Actually, it's the opposite. Nearly all computing platforms use little-endian nowadays, which means that the byte order is swapped in memory compared to your hexadecimal on screen (since a pixel has historically been mapped to a 32-bit integer, even if nowadays we have alternatives).

Thus, BGRA is the native pixel layout in terms of memory, even if the corresponding hex representation for int32 would be 0xAARRGGBB.

https://chat.openai.com/share/1b58701c-4dd2-4896-911d-24e5f2cc9005

RGBA and ARGB are also commonly used on non-windows platforms. Thus, most image codecs will support decoding to all 3 (or more, for HDR).

I am aware of BGRA, but that happens when you either reinterpret the buffer of pixels that is in &[u8] to &[u32], you will get BGRA as your pixel type. At this point, it becomes implementation knowledge to know what you are doing.

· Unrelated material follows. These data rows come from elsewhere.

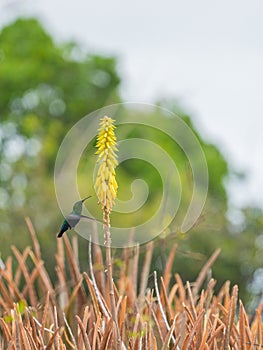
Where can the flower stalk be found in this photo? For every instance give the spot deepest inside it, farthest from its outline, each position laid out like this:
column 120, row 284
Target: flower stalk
column 106, row 189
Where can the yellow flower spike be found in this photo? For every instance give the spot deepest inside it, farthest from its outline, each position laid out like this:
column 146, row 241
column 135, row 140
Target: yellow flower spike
column 105, row 184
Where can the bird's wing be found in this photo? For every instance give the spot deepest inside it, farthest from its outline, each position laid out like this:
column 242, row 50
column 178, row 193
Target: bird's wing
column 73, row 219
column 88, row 218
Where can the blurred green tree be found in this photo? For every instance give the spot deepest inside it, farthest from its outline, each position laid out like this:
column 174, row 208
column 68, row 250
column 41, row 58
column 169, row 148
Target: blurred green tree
column 45, row 88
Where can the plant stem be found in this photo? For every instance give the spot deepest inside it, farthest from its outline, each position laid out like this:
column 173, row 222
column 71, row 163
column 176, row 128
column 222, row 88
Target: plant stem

When viewing them as individual bytes in a &[u8] , the red pixel comes first, followed by green and followed by blue, since the library tries to manipulate pixels as bytes, to it, red comes first, then green, then blue and finally alpha if we are doing rgba.

zune-image, for speed reasons de-interleaves the whole pixel array to allow for parallel processing of different channels, this means in it's memory, if the colorspace is rgb, the first channel contains R, second G, and third B.

Well, in windows memory the individual bytes are ordered B,G,R,A. Which is why they have the same layout in the windows bitmap format. If possible, it would be nice to have a flag that preserves that order.

I can add a flag to do that, will do it over the weekend.

First an update, all supported images decode to rgb now.

Second would a separate pass on rgba to bgra satisfy the need to ensure bgra output, It can be done via simd. I don't want to add flags because bmps have different configs, e.g palette images, 16 bit images (packed format), 32 bit images with different bitconfigurations, (see https://entropymine.com/jason/bmpsuite/bmpsuite/html/bmpsuite.html), so ensuring each can either do rgb(a) or bgr(a) is a lot of work and a maintenance burden, but having it as a separate entity means that it's just a different pass. And BMP isn't used for huge images so I don't think it would be a bottleneck

Added initial support for this, using const generics so unnecessary paths should be optimized out (not yet confirmed), 0.5.0-rc3 should have this.

I put it in a feature flag to reduce code bloat.

In Cargo.toml

zune-bmp={version="0.5.0-rc3", features=["rgb_inverse"]}

In code, call

let mut decoder = BmpDecoder::new();
decoder.preserve_bgra(true);
// other things

Hi, any more concerns?

The redesign in the IO interface requires some complex mapping to my own IO traits, and I haven't gotten that solved yet.